Though not enforced, if you are used with ASM or BCEL, you may find this more suitable to your taste. In some cases, ASM visitors will run out of the box when their extending classes are changed to point JBL classes. JBL is packaged with two visitor interfaces: ClassVisitor and MemberVisitor. The latter is a further abstraction over both method and field structures, since they share the same format. In most cases, however, simply manipulating a ClassFile object suffices and may be cleaner than using a visitor. Consider the following example:

public void publicWithVisitor(ClassFile clazz) {
   new ClassAdapter(new ClassVisitor() {
	  public int visitAccessFlags(int flag) {
	     return flag & Modifier.PUBLIC;

public void publicWOVisitor(ClassFile clazz) {
   clazz.setAccessFlags(clazz.getAccessFlags() & Modifier.PUBLIC);

JBL also comes with an abstract Remapper class, which is simply a ClassVisitor implementation for remapping class references. Extending classes need only override remap(String), yet are free to override more specific remapSignature(String) or remapType(String), while still having the capabilities of their ClassVisitor superclass.

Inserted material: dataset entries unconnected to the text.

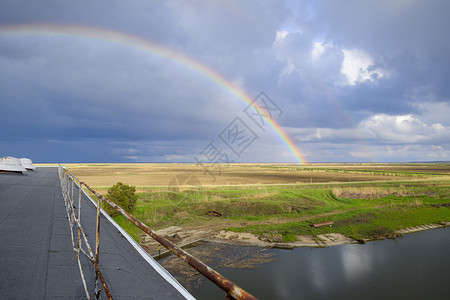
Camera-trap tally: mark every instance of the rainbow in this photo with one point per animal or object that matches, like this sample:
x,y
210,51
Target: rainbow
x,y
154,48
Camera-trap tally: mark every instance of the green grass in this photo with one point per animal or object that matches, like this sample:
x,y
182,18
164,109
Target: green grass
x,y
360,210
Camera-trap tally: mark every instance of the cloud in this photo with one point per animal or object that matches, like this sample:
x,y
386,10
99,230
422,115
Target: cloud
x,y
403,129
364,80
358,66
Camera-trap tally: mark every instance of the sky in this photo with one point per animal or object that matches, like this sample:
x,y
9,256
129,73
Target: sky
x,y
172,81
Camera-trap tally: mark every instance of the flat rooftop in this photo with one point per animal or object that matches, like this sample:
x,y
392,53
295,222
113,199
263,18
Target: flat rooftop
x,y
36,255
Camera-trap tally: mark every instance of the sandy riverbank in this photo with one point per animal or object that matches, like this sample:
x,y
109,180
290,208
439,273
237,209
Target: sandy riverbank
x,y
185,237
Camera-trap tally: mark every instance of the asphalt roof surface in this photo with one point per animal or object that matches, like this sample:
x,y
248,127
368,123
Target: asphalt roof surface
x,y
37,260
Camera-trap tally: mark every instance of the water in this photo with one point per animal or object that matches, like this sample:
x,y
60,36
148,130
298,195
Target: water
x,y
415,266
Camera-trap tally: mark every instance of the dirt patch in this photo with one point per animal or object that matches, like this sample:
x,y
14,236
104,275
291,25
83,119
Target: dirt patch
x,y
216,255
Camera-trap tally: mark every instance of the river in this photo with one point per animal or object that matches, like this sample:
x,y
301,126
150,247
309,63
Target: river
x,y
415,266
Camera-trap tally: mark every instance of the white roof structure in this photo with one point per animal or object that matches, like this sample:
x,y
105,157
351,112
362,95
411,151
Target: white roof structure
x,y
11,164
27,163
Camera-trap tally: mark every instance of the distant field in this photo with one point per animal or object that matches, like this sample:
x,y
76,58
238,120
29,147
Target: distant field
x,y
163,175
279,201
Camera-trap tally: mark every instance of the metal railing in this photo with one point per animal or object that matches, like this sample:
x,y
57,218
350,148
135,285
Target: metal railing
x,y
68,182
232,290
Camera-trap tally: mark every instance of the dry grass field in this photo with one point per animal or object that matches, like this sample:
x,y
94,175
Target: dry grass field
x,y
278,202
163,175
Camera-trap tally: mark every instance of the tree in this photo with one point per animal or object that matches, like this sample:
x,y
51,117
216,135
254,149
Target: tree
x,y
123,195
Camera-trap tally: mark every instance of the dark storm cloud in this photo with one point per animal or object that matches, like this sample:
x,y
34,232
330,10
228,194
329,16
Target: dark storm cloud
x,y
373,71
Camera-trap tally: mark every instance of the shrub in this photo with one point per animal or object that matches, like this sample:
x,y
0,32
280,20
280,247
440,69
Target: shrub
x,y
123,195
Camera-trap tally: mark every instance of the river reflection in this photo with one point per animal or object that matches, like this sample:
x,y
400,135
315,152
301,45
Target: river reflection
x,y
416,266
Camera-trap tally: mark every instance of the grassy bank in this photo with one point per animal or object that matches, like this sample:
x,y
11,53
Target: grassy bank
x,y
362,210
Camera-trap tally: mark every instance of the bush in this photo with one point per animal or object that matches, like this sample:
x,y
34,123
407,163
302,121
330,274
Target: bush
x,y
123,195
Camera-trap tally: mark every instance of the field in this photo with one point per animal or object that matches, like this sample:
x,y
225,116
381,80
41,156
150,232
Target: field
x,y
279,202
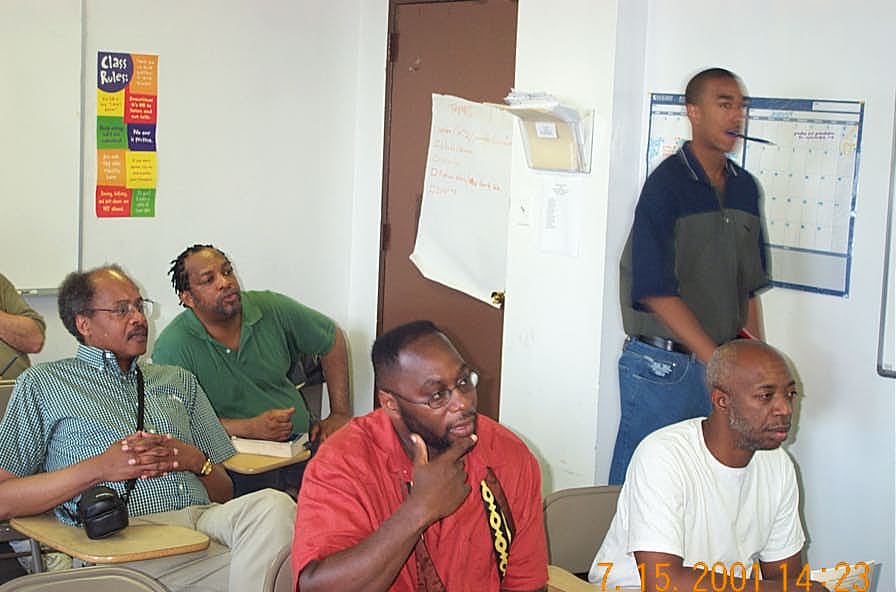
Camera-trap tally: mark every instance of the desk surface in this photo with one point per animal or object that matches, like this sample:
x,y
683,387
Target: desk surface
x,y
560,580
134,543
252,464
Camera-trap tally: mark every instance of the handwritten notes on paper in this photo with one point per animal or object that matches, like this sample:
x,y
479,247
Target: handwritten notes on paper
x,y
462,234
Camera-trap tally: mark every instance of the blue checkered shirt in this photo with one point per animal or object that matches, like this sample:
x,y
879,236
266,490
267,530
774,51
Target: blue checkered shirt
x,y
64,412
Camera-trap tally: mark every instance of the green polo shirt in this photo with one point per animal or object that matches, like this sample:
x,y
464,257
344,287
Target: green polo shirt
x,y
252,379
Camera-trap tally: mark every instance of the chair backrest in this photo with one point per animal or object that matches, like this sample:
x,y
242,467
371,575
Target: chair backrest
x,y
100,578
576,521
279,575
5,394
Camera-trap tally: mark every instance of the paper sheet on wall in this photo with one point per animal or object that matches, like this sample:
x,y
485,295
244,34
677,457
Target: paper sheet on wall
x,y
560,229
462,233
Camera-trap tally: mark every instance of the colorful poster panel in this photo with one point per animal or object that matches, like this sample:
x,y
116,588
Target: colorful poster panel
x,y
126,117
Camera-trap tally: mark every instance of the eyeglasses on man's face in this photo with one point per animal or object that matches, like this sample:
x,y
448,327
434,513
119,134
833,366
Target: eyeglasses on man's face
x,y
123,309
465,384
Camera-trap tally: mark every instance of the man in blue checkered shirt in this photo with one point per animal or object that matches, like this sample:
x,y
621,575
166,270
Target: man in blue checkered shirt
x,y
71,424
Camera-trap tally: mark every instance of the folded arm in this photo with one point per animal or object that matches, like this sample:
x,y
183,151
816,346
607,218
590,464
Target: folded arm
x,y
680,319
21,332
34,494
373,564
335,368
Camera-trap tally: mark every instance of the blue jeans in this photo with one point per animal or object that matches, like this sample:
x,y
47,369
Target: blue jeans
x,y
656,388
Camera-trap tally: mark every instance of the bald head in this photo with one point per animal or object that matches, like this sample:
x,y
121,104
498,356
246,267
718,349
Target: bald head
x,y
728,358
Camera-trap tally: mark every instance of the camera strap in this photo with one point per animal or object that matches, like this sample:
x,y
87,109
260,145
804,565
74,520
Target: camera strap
x,y
131,483
141,404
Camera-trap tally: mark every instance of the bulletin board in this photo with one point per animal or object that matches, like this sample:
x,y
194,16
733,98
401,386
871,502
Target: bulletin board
x,y
808,175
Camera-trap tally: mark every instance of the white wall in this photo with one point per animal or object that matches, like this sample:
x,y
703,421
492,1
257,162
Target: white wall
x,y
560,330
819,49
262,116
552,320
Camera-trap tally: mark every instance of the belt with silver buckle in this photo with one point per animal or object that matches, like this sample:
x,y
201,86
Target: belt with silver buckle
x,y
663,344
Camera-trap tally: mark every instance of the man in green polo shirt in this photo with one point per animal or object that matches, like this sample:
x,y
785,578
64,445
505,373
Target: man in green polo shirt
x,y
241,346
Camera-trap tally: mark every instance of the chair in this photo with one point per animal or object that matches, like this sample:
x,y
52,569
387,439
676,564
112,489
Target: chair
x,y
308,376
279,575
134,543
86,579
576,521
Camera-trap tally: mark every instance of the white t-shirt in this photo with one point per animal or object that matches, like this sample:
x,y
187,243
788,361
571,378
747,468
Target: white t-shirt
x,y
678,499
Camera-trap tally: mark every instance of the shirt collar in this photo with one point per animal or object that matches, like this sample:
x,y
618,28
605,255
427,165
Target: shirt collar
x,y
696,171
102,359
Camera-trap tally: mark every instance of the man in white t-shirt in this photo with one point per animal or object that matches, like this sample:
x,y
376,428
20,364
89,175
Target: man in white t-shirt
x,y
714,494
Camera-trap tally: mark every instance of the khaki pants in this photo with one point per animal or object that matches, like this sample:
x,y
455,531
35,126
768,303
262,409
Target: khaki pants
x,y
246,535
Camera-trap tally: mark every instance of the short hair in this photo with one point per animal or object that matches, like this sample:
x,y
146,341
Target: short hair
x,y
695,86
179,278
76,295
387,347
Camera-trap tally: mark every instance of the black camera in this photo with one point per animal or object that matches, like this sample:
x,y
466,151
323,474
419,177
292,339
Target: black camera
x,y
102,512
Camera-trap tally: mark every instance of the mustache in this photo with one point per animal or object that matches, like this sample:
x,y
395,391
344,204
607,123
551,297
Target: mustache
x,y
140,331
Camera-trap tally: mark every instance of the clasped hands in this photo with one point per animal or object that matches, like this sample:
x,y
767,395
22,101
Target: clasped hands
x,y
146,455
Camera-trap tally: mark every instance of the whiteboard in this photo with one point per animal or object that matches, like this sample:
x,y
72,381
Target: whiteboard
x,y
40,143
886,348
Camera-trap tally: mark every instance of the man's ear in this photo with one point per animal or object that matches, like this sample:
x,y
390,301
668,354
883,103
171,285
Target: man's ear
x,y
186,298
388,402
720,400
693,112
82,324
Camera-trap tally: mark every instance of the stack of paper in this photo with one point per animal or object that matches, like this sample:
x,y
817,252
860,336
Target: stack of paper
x,y
553,134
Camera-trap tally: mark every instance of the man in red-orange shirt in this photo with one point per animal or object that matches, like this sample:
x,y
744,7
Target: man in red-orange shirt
x,y
422,493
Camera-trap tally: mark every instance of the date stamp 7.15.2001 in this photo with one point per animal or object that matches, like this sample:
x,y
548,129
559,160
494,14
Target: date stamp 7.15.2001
x,y
739,577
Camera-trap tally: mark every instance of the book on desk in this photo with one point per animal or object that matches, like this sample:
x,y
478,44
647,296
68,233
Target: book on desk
x,y
296,444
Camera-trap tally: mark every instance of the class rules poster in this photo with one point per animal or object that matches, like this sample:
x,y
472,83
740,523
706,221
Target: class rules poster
x,y
126,117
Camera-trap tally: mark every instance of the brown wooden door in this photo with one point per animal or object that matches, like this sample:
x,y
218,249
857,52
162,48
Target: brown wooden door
x,y
462,48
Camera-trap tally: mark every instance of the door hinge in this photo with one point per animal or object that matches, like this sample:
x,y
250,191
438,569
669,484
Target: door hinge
x,y
385,235
393,48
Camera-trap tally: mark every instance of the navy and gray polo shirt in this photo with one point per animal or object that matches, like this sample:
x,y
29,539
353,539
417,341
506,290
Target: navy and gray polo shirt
x,y
691,242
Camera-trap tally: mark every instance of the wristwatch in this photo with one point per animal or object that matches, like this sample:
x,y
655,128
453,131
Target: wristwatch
x,y
207,467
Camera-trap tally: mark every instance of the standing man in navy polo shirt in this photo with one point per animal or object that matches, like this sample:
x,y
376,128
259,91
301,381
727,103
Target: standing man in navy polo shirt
x,y
691,268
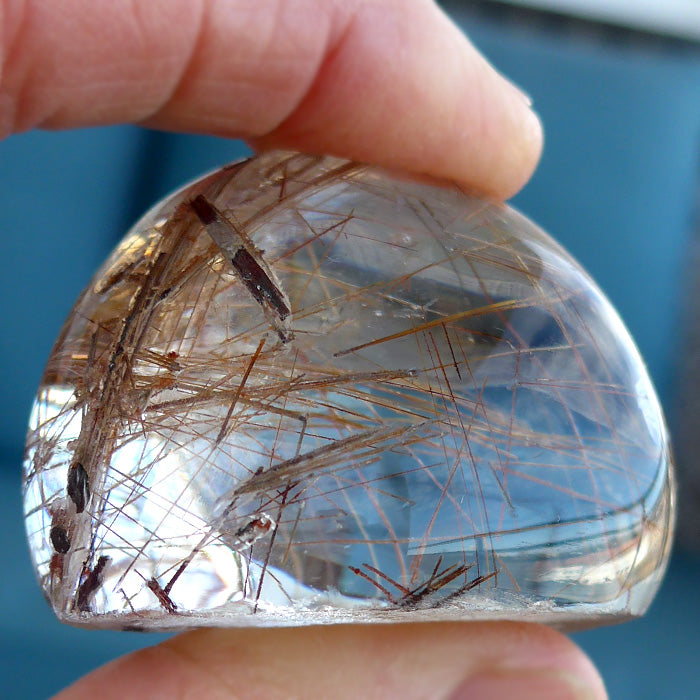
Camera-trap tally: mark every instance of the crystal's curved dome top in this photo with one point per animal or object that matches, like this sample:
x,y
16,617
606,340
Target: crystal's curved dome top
x,y
302,390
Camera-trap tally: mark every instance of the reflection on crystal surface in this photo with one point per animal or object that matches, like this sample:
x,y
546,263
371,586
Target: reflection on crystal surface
x,y
302,391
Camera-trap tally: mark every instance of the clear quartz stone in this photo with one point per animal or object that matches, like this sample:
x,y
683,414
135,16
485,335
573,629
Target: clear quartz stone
x,y
304,391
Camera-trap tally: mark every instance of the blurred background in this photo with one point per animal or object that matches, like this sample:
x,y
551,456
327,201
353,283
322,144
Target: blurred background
x,y
617,84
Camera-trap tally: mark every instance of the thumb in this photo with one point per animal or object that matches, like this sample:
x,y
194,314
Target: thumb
x,y
426,661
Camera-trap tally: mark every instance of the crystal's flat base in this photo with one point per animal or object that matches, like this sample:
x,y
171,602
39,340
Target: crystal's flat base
x,y
568,619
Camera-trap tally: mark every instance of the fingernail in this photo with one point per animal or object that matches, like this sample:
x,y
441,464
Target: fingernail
x,y
524,685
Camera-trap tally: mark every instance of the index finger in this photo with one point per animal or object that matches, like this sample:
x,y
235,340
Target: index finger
x,y
391,82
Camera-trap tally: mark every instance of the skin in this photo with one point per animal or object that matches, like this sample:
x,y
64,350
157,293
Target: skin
x,y
391,82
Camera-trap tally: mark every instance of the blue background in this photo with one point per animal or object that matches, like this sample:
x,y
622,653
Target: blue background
x,y
617,186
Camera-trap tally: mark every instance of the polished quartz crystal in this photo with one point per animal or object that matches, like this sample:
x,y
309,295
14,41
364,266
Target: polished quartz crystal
x,y
305,391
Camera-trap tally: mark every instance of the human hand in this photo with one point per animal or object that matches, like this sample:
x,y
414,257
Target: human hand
x,y
388,82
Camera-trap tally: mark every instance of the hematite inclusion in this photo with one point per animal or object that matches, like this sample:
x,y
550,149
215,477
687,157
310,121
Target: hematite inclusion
x,y
304,391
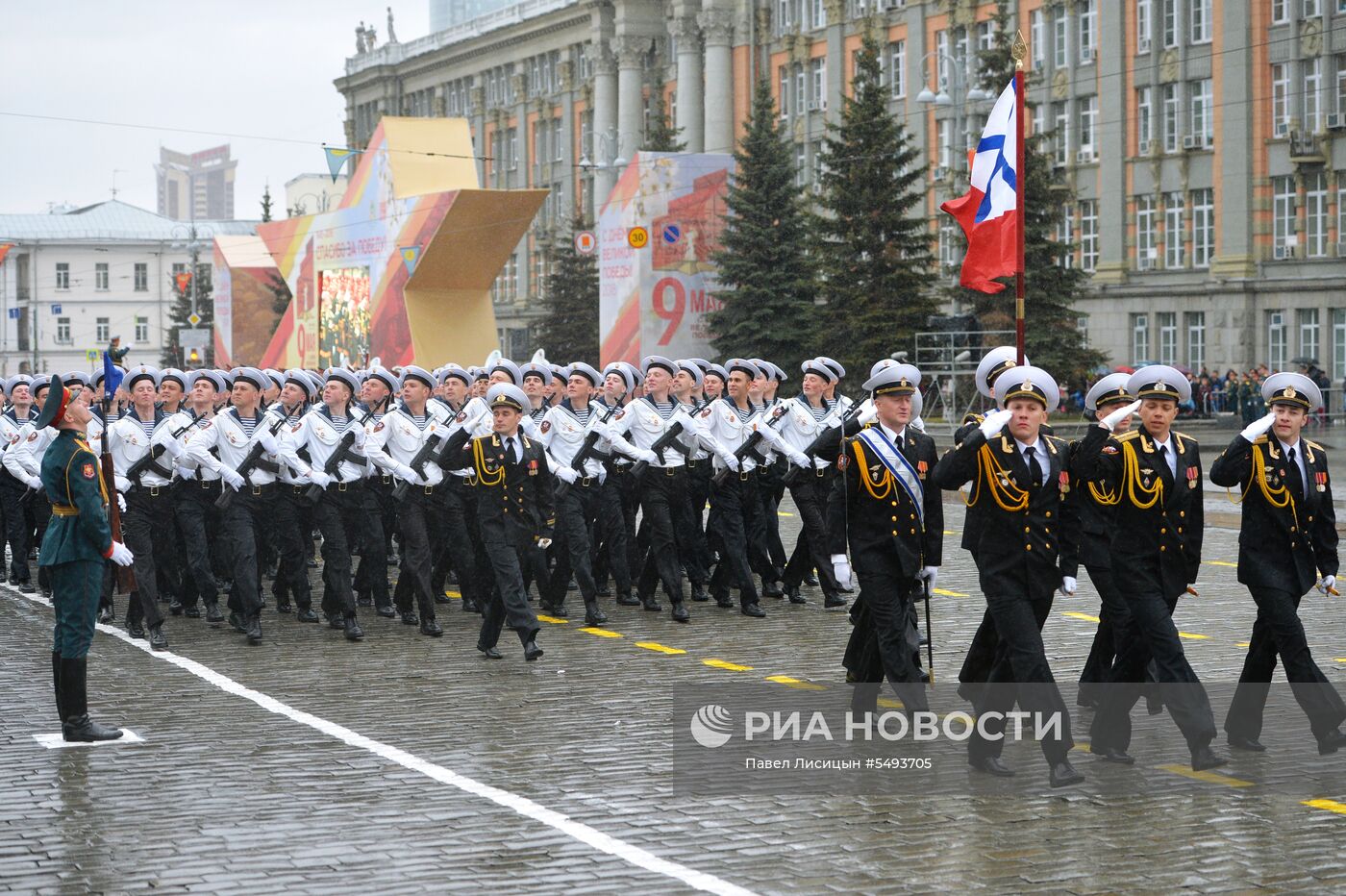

Please note that JBL visitors are still very much under heavy development, so the above information may come and go out of date as development continues.


JBL puts a strong emphasis on metadata, its storage, and its ease-of-access. A new, and exciting feature is the introduction of the Metadatable interface. This interface further abstracts attribute pool modification, and, when used in conjunction with XMLAttribute, allows the storage of arbitrary information, like HashMaps, Collections, or even more complex structures like TreeMaps to be stored and later recovered from class files. Both the ClassFile and Member objects implement Metadatable, and though this is still a work in progress, many parts of the interface's implementation have been finished. With JBL, storing and accessing attribute metadata becomes as simple as:

ClassFile clazz = new ClassFile();
HashMap myMap = new HashMap();
clazz.setMetadata("my_map", myMap);
//Later on in your code, or after the dumping/reinstantiation of your class
HashMap myRecoveredMap = (HashMap)clazz.getMetadata("my_map");

Noteworthy notes

This is a bulleted collection of tips and tricks on the usage of JBL, which knowing will speed up developing with JBL.

  • ClassFile and Member objects extends AccessibleMember, giving simple access to access flags via methods akin to setSynchronized(boolean) and setPublic(boolean). All this means is you do not have to handle getFlag() masks directly.
  • All JVM opcodes (currently with the exception of INVOKEDYNAMIC) reside in JBL's Opcode class. Also included are constant pool tag bytes, primitive array designations, and stack growth patterns.
  • You can define your own Pool parser, via the Pool.Parser interface. Pool also contains preset parsers for classes, including ATTRIBUTE_PARSER, CONSTANT_PARSER, and MEMBER_PARSER, among others.
  • A very rough work-in-progress code generator can be found in package tk.jblib.generation.
  • Simple test programs that will help you get the hang of JBL can be found in root package core.


JBL is licensed under the LGPL. More info can be found in LICENSE.txt.


A library for JVM bytecode modification, implemented in Java.